Die Grenzen verschwinden
Die sogenannten Generikahersteller kopieren bereits bestehende Wirkstoffe nach Ablauf des Patentschutzes. Auf dieser Basis produzieren sie dann Nachahmerpräparate, die in ihrer Wirkung identisch sind mit den Originalpräparaten. Der einzige Unterschied zwischen den Medikamenten ist in der Regel, dass der Preis für Generika deutlich unter dem des Originals angesiedelt ist. Den 120 Mrd. US-Dollar Umsatz, die bis 2015 durch Patentabläufe bei den Originalpräparaten verloren gehen, stehen daher nach Schätzungen von IMS Health nur rund 22 Mrd. US-Dollar an Generikaumsätzen gegenüber.

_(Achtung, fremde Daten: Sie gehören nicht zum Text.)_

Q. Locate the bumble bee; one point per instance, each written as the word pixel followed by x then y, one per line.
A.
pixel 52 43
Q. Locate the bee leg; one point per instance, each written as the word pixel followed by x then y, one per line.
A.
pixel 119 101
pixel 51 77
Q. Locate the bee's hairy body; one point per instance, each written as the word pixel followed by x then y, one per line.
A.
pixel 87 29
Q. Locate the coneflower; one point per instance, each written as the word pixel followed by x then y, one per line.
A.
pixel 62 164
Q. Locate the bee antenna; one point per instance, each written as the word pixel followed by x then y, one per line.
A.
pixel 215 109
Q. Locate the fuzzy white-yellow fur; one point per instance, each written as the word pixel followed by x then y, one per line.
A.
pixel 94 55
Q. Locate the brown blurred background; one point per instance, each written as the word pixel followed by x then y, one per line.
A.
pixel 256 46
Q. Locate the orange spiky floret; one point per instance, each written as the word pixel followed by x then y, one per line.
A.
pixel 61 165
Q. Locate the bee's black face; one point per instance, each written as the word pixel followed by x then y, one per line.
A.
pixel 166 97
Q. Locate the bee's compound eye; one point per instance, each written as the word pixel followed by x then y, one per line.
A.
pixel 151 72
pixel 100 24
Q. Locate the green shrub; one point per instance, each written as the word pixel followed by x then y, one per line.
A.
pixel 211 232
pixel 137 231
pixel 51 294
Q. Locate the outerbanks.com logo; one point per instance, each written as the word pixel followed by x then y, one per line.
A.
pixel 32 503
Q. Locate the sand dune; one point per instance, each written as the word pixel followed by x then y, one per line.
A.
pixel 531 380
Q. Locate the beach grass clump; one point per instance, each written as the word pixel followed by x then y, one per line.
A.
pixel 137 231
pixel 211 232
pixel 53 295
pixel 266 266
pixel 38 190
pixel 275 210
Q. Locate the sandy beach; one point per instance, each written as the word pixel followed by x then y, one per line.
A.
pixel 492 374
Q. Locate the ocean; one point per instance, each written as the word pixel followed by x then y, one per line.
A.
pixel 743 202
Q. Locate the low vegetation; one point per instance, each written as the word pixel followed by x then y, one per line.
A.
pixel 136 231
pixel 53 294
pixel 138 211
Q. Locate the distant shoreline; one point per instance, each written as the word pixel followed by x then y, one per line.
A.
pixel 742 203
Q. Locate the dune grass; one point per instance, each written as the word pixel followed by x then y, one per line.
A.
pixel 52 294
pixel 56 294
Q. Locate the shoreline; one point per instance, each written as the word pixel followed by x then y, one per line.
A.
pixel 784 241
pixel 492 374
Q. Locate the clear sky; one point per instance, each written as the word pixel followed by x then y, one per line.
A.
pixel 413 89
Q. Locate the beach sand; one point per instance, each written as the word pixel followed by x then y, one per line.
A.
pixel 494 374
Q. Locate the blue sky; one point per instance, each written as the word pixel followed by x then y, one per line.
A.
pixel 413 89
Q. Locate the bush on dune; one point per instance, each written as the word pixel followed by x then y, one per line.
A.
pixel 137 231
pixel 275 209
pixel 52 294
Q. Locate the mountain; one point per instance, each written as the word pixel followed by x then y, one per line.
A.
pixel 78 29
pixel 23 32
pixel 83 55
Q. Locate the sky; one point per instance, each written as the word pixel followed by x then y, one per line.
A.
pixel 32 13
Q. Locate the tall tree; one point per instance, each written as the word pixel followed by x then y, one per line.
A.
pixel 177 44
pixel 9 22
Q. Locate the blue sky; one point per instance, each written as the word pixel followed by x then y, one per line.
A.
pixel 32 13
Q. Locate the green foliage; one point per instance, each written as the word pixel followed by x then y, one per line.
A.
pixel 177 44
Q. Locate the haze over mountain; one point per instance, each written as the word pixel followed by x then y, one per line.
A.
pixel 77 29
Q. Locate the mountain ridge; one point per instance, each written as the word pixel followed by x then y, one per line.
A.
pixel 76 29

Die Gewinnmargen reichen unter diesen Umständen natürlich nicht an jene der Eigenentwicklungen heran, dafür fallen aber auch die Aufwendungen für Zulassung und Vermarktung deutlich niedriger aus.
Die Chancen steigen
Auf Unternehmensebene sind die Grenzen zwischen den Teilbereichen ohnehin fließend: Zwar gibt es auch einige große „Pure Play“-Generikakonzerne wie beispielsweise TEVA oder Mylan, durch Fusionen und Übernahmen verwischen die Grenzen jedoch immer mehr: So gehört beispielsweise Sandoz, der zweitgrößte Generikahersteller weltweit, zu Novartis. Gleiches gilt mit Blick auf die Biotechindustrie: „Im Zuge der Anstrengungen, die Forschungseffektivität zu verbessern, verschmelzen Biotech- und Pharma- zu einer einzigen Industrie“, fasst das Analysehaus PWC die Ergebnisse einer aktuellen Branchenstudie zusammen. Anleger sollten sich daher nicht scheuen, auf die großen Sektorindizes wie beispielsweise den DJ Health Care Titans 30 Index zu setzen. Letzterer konnte in den letzten zwölf Monaten immerhin um rund 15% zulegen und damit deutlich stärker als der eingangs vorgestellte Global Pharmaceutical Index. Trotz des Anstiegs ist die Bewertung der Titel nach wie vor äußerst moderat.
Fazit
Damit steigen die Chancen auf eine Erholung, zumal sich die Pharmakonzerne gerade in unruhigen Zeiten als sicherer Hafen erwiesen haben. Schließlich dürfte ein Teil der Underperformance auch dadurch bedingt sein, dass Anleger während des Aufschwungs im letzten Jahr zyklische Branchen bevorzugt haben. Nachdem das Umfeld wieder rauer wird, könnten die konjunkturunabhängigen Arzneimittelriesen vor einer Wiederentdeckung stehen. Für Privatanleger bieten sich vor allem ETFs (z. B. WKN: DBX1SH) oder Index-Zertifikate (z. B. WKN: HV16FC) an.